Basic concepts and terminology (for Beginners)


While developing VSAM, the designing team defined some basic important concepts and terms. Before learning more about VSAM, knowing about these concepts and terms will be helpful. Those are -

  • Clusters
  • Components
  • Logical Record
  • Physical Record
  • Control Interval
  • Control Area
  • Spanned Records
  • Alternate Indexes
  • Sphere
  • Splits

Cluster -


A VSAM cluster is a logical definition for a VSAM dataset and has the below one or two components -

  • The data component contains the data records.
  • The index component of the key-sequenced cluster consists of the index records.

IDCAMS DEFINE CLUSTER access-method services used to define VSAM datasets (clusters) with DATA and INDEX components.

For example - Assume MATEGJ.TEST.VSAM is the VSAM KSDS file created.

MATEGJ.TEST.VSAM			-	Cluster Component
MATEGJ.TEST.VSAM.DATA		-	Data Component
MATEGJ.TEST.VSAM.INDEX		-	Index Component

Logical record -


  • A logical record is a logical representation of a physical record used to store the data in a VSAM or retrieve it from VSAM.
  • The application program uses logical records designed by application programmer to access and process the data through I/O operations from the dataset.
  • A logical record can be of a fixed-length or a variable-length, and VSAM supports both type of records based on the file organization type (file type).

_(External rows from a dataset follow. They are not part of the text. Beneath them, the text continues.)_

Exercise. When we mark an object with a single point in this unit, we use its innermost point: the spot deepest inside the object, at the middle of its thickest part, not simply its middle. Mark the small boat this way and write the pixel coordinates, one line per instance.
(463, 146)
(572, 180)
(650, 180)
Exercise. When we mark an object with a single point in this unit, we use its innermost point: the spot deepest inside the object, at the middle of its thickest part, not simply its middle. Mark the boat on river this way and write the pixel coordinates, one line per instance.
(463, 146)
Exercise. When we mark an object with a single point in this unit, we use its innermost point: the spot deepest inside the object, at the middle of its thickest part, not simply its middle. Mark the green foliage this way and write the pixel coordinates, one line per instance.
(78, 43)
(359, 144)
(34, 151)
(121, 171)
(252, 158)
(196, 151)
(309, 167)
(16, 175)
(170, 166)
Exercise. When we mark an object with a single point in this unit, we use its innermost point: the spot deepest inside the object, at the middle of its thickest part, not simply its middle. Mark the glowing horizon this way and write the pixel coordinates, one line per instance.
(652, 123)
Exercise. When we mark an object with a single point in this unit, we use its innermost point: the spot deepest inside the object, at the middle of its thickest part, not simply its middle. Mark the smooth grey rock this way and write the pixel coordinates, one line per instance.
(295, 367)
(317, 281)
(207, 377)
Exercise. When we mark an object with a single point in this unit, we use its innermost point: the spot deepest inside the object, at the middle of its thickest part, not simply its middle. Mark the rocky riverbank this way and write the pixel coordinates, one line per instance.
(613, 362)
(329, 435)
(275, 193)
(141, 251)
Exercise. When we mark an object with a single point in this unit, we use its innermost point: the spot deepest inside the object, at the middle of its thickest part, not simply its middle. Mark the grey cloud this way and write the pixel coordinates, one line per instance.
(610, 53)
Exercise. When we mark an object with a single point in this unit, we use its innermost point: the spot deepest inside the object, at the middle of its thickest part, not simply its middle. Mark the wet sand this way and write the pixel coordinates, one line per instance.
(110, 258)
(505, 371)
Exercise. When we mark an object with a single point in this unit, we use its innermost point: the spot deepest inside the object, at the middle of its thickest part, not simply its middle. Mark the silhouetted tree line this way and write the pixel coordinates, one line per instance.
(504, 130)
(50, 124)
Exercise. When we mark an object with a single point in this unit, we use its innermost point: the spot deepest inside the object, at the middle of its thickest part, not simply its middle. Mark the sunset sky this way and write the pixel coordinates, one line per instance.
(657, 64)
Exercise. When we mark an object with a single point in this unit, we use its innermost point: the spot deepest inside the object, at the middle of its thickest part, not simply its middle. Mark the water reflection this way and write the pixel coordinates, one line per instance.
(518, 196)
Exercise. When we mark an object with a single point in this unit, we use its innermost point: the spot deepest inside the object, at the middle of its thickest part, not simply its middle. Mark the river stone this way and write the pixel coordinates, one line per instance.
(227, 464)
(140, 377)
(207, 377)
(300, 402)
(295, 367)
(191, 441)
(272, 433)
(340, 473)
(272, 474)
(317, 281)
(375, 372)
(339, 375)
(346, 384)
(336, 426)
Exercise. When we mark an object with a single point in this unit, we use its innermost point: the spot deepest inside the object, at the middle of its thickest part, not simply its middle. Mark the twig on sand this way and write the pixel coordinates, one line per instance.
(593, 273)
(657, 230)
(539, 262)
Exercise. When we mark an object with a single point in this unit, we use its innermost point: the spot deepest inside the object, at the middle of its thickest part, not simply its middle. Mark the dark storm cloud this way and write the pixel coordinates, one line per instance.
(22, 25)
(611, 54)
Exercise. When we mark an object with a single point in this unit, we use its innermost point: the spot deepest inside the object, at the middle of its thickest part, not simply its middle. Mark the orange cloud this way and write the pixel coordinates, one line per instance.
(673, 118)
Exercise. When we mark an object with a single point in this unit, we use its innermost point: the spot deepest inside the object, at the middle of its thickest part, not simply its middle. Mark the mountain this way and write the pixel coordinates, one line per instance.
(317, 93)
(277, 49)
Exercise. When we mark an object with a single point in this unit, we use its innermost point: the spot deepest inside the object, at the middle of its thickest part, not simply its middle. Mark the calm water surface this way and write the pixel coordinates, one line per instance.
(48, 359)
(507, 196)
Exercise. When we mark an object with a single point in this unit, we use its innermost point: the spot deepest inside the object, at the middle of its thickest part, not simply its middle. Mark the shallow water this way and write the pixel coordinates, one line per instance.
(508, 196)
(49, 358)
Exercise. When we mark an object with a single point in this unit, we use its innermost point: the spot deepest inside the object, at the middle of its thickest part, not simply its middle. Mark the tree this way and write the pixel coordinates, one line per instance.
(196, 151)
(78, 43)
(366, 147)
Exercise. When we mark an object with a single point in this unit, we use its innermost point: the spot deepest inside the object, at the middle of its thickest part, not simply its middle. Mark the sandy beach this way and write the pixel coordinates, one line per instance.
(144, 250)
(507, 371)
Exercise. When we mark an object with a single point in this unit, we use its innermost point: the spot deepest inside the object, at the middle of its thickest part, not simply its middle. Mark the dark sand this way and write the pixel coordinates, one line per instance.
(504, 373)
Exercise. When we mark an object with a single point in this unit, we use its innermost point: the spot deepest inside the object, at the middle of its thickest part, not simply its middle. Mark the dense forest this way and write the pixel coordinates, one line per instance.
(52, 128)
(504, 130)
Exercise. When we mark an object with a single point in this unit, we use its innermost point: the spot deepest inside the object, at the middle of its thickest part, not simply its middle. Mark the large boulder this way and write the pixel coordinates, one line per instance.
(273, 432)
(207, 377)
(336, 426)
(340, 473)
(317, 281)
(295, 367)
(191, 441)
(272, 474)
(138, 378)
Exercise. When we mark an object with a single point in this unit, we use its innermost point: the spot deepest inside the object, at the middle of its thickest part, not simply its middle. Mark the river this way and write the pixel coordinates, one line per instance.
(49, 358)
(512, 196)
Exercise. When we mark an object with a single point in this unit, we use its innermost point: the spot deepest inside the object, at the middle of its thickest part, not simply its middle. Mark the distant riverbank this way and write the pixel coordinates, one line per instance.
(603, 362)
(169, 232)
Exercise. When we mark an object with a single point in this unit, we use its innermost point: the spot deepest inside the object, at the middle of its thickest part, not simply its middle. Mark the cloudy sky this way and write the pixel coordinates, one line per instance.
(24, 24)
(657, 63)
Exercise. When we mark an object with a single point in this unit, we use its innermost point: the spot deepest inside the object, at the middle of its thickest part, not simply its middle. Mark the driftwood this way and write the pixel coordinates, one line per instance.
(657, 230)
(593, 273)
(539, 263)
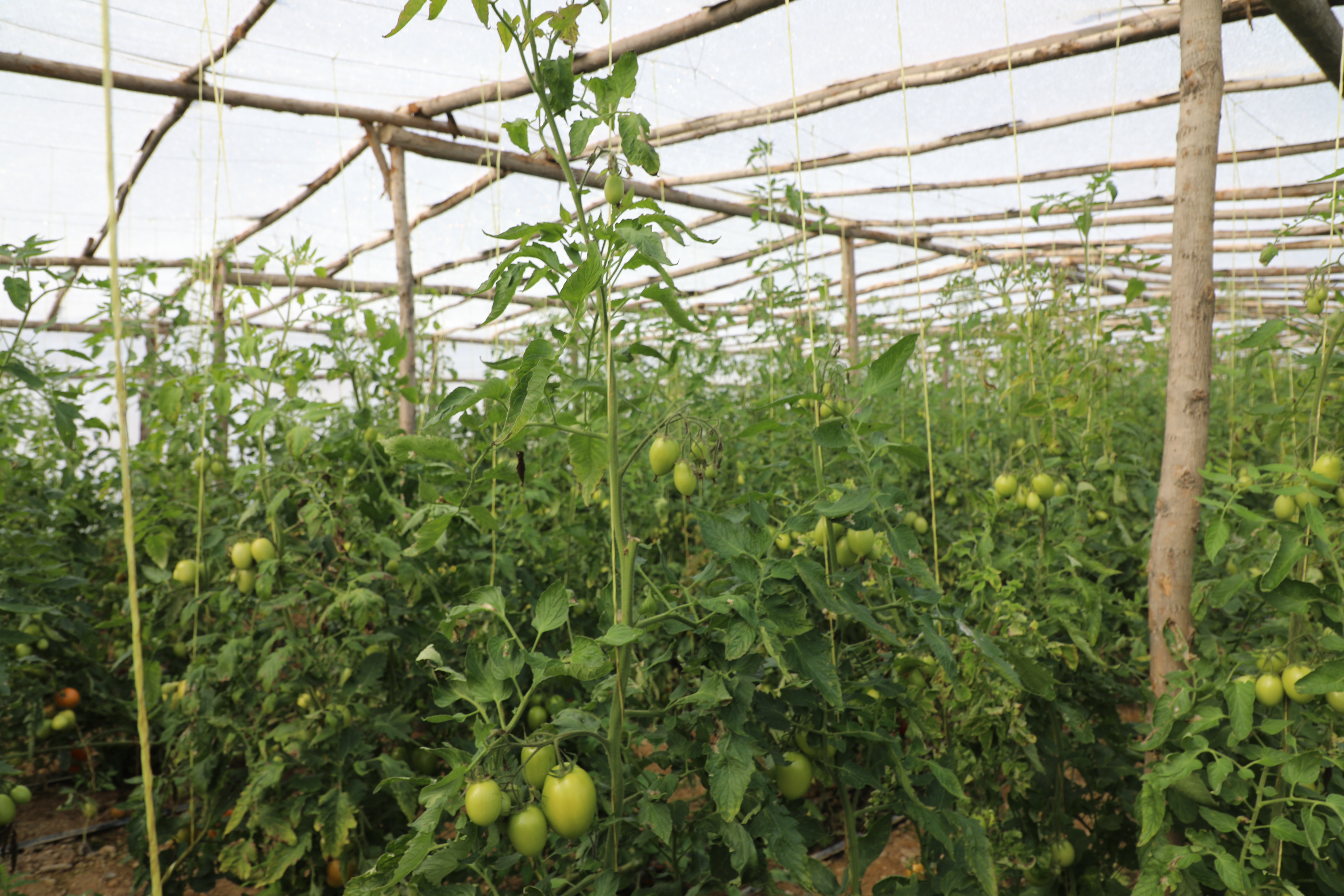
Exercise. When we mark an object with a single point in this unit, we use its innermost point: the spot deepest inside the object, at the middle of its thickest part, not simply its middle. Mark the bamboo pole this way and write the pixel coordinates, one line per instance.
(670, 34)
(999, 132)
(343, 263)
(26, 65)
(1190, 336)
(405, 288)
(1244, 194)
(147, 772)
(221, 359)
(666, 35)
(518, 163)
(191, 76)
(1148, 26)
(312, 187)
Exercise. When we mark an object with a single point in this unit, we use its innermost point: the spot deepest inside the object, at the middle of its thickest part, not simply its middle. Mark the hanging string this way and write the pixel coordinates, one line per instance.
(924, 339)
(124, 452)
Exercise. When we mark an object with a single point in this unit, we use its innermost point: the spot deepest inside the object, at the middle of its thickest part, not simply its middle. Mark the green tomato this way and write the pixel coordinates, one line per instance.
(241, 555)
(1269, 690)
(795, 778)
(185, 571)
(1330, 467)
(424, 762)
(1272, 661)
(527, 831)
(569, 801)
(683, 477)
(1291, 678)
(1039, 874)
(663, 455)
(861, 542)
(537, 717)
(1306, 498)
(1062, 854)
(537, 764)
(1044, 486)
(803, 741)
(484, 803)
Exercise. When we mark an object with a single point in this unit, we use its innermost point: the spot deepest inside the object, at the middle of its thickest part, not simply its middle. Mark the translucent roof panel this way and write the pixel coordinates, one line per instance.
(221, 168)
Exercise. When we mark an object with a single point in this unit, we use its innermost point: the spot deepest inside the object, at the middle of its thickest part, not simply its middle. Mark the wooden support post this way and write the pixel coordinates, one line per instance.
(217, 312)
(851, 299)
(1190, 339)
(405, 284)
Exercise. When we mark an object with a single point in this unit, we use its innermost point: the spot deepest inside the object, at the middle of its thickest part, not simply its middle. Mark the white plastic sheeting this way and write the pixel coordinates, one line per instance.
(220, 168)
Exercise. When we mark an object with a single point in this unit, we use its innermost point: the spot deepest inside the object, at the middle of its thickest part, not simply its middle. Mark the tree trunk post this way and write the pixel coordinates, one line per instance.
(851, 299)
(405, 284)
(1190, 338)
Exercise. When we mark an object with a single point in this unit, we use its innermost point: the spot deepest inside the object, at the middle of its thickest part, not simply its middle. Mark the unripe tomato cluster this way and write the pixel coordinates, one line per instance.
(666, 457)
(1277, 679)
(568, 803)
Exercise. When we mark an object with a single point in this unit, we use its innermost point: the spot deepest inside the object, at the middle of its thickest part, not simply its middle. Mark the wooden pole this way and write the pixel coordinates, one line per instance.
(1080, 171)
(1150, 25)
(139, 84)
(996, 132)
(217, 307)
(1171, 562)
(152, 140)
(851, 299)
(1316, 29)
(405, 285)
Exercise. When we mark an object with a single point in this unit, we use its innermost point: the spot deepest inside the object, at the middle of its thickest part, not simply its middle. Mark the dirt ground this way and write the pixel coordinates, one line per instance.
(84, 867)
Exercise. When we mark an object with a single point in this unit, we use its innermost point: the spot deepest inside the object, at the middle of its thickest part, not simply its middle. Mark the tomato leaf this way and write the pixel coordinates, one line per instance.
(847, 504)
(553, 608)
(1216, 537)
(667, 299)
(888, 369)
(730, 768)
(1265, 335)
(635, 131)
(588, 457)
(1291, 550)
(406, 15)
(1327, 678)
(580, 134)
(810, 655)
(529, 386)
(583, 283)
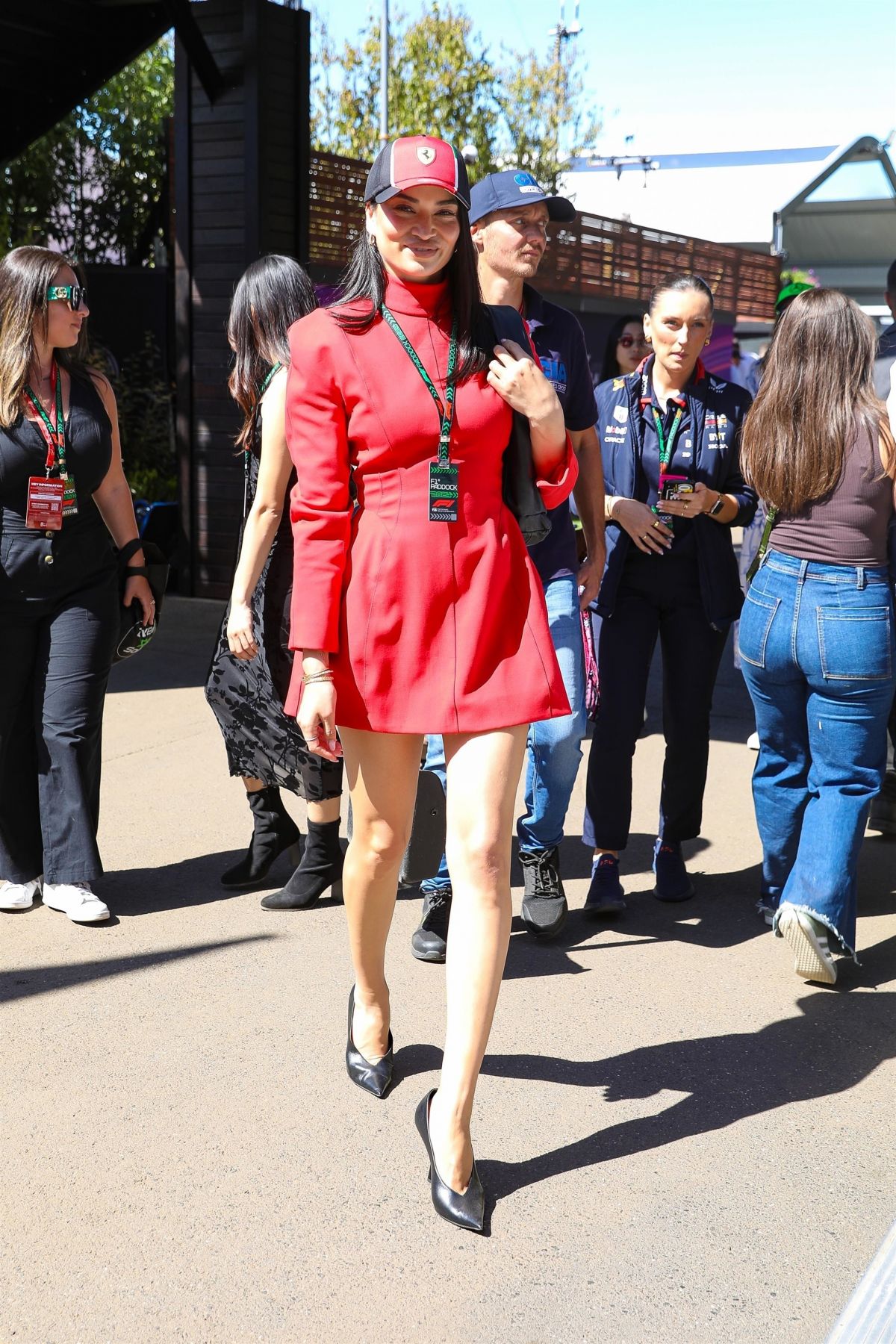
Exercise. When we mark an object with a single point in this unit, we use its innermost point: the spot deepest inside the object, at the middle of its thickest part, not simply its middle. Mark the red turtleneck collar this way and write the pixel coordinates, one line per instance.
(417, 300)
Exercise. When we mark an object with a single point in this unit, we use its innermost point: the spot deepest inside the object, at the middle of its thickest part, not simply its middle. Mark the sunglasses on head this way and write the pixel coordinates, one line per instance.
(73, 295)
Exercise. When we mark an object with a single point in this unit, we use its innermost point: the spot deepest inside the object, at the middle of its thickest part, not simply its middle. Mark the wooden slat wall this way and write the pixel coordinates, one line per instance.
(590, 258)
(240, 195)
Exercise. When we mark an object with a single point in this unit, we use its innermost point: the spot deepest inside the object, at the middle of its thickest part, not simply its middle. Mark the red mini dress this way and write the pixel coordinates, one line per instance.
(430, 626)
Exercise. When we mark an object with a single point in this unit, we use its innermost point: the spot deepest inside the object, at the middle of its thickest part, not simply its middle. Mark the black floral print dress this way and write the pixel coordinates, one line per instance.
(247, 697)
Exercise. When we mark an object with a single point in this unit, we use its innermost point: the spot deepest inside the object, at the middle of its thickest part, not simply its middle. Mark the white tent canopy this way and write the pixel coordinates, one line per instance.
(842, 223)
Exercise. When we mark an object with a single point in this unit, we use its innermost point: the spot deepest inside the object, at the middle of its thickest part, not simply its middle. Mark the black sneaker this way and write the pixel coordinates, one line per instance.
(544, 903)
(430, 937)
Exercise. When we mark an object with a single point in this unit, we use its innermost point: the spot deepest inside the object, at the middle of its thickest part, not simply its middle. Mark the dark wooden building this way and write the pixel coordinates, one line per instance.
(240, 174)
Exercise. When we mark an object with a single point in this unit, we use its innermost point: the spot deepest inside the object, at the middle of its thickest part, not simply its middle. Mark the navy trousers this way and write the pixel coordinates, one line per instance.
(54, 667)
(659, 597)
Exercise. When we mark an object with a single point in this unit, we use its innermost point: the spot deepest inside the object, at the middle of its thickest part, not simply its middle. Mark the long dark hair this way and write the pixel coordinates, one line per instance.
(26, 273)
(270, 295)
(366, 280)
(818, 382)
(610, 367)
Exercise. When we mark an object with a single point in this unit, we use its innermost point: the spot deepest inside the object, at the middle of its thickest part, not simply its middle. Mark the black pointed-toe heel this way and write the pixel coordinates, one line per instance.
(373, 1078)
(467, 1210)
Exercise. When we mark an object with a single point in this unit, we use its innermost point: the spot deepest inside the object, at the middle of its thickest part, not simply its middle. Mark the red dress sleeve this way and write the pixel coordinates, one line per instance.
(320, 504)
(558, 487)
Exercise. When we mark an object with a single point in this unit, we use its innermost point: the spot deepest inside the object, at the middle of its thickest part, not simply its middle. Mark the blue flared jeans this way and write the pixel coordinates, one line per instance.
(817, 653)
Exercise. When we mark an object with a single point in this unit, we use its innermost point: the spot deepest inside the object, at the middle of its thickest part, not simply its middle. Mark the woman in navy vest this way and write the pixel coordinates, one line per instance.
(669, 437)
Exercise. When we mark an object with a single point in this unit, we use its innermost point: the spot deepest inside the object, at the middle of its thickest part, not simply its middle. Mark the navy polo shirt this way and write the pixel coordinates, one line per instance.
(559, 343)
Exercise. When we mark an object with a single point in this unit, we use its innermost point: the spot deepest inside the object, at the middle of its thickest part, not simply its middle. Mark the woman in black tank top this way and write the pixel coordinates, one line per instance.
(63, 503)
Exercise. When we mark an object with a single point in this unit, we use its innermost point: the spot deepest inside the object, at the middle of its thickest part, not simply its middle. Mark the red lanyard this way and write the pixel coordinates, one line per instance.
(53, 436)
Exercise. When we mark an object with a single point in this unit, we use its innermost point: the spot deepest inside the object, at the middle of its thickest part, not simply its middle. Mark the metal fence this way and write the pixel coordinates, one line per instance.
(594, 257)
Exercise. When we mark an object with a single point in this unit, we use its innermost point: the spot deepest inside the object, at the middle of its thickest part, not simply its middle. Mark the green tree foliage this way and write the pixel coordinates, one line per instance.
(440, 78)
(94, 186)
(519, 112)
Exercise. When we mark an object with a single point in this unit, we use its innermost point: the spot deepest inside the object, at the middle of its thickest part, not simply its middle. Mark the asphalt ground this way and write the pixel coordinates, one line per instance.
(682, 1140)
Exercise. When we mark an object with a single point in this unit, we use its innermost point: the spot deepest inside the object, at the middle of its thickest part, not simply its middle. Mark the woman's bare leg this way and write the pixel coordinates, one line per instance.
(482, 776)
(382, 771)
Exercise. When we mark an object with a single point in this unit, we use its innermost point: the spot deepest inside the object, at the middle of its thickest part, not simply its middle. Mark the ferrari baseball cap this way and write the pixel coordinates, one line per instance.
(505, 190)
(417, 161)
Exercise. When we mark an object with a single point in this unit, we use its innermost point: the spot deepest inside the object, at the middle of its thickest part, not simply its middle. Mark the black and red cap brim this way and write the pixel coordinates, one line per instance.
(417, 161)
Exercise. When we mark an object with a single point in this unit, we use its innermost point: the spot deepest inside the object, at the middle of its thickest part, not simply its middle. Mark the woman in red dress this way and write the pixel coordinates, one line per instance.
(415, 605)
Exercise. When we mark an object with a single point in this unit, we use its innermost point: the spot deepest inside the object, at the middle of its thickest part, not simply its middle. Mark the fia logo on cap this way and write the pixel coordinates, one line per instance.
(527, 183)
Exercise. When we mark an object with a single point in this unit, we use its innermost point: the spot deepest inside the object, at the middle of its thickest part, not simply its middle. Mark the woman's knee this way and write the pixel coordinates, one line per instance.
(379, 846)
(481, 862)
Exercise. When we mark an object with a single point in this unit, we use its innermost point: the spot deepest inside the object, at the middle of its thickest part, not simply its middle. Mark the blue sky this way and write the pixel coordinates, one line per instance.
(734, 74)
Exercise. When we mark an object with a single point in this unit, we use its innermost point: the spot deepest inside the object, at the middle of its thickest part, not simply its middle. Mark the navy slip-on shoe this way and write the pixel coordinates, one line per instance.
(669, 868)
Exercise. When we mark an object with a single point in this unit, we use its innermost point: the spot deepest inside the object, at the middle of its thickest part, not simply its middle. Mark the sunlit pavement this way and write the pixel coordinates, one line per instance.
(682, 1142)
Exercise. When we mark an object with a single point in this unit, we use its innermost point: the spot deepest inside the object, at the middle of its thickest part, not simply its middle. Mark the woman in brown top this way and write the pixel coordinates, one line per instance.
(817, 626)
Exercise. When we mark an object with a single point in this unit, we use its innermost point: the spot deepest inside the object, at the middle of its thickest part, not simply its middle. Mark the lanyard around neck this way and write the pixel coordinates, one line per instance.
(54, 436)
(447, 411)
(667, 445)
(267, 382)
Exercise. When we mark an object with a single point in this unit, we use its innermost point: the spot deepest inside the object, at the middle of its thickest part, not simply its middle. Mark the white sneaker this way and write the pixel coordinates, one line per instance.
(74, 900)
(19, 895)
(808, 940)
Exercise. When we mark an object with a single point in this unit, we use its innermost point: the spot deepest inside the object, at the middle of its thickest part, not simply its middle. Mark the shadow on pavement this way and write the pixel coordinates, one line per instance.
(722, 914)
(179, 655)
(43, 980)
(175, 886)
(832, 1048)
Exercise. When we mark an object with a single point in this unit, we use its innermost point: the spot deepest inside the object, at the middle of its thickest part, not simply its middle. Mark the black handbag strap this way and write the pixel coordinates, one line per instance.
(508, 324)
(128, 550)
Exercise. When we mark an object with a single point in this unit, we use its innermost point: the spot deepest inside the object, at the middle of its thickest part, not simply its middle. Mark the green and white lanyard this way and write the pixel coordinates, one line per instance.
(444, 473)
(54, 437)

For Example - A VSAM file with 47 bytes length logical record defintion as follows -

DATA DIVISION.
FILE SECTION.
FD FILE-1.
	RECORD CONTAINS 47 CHARACTERS.
	BLOCK CONTAINS 470 CHARACTERS.
	DATA RECORD is RECORD-1.
	RECORDING MODE IS F.

01 RECORD-1.
	05 FILE-KEY    	PIC X(03).
	05 FILE-DATA   	PIC X(44).

In the above example, RECORD-1 is the logical record used to process the physical VSAM file.

Physical record -


  • A physical record is an actual record that is stored on the disk allocated for the file.
  • A physical record may be a set of one or more logical records.

For example -

Control Interval -


  • Control interval (CI) is the fundamental block of every VSAM dataset.
  • A CI is the contiguous memory area of DASD (Direct Access Storage Device) used to store the physical records and control information about the records.
  • A CI is a set of physical blocks that are read or written during the I/O operation.
  • The CI size can be from 512 bytes to 32 KB.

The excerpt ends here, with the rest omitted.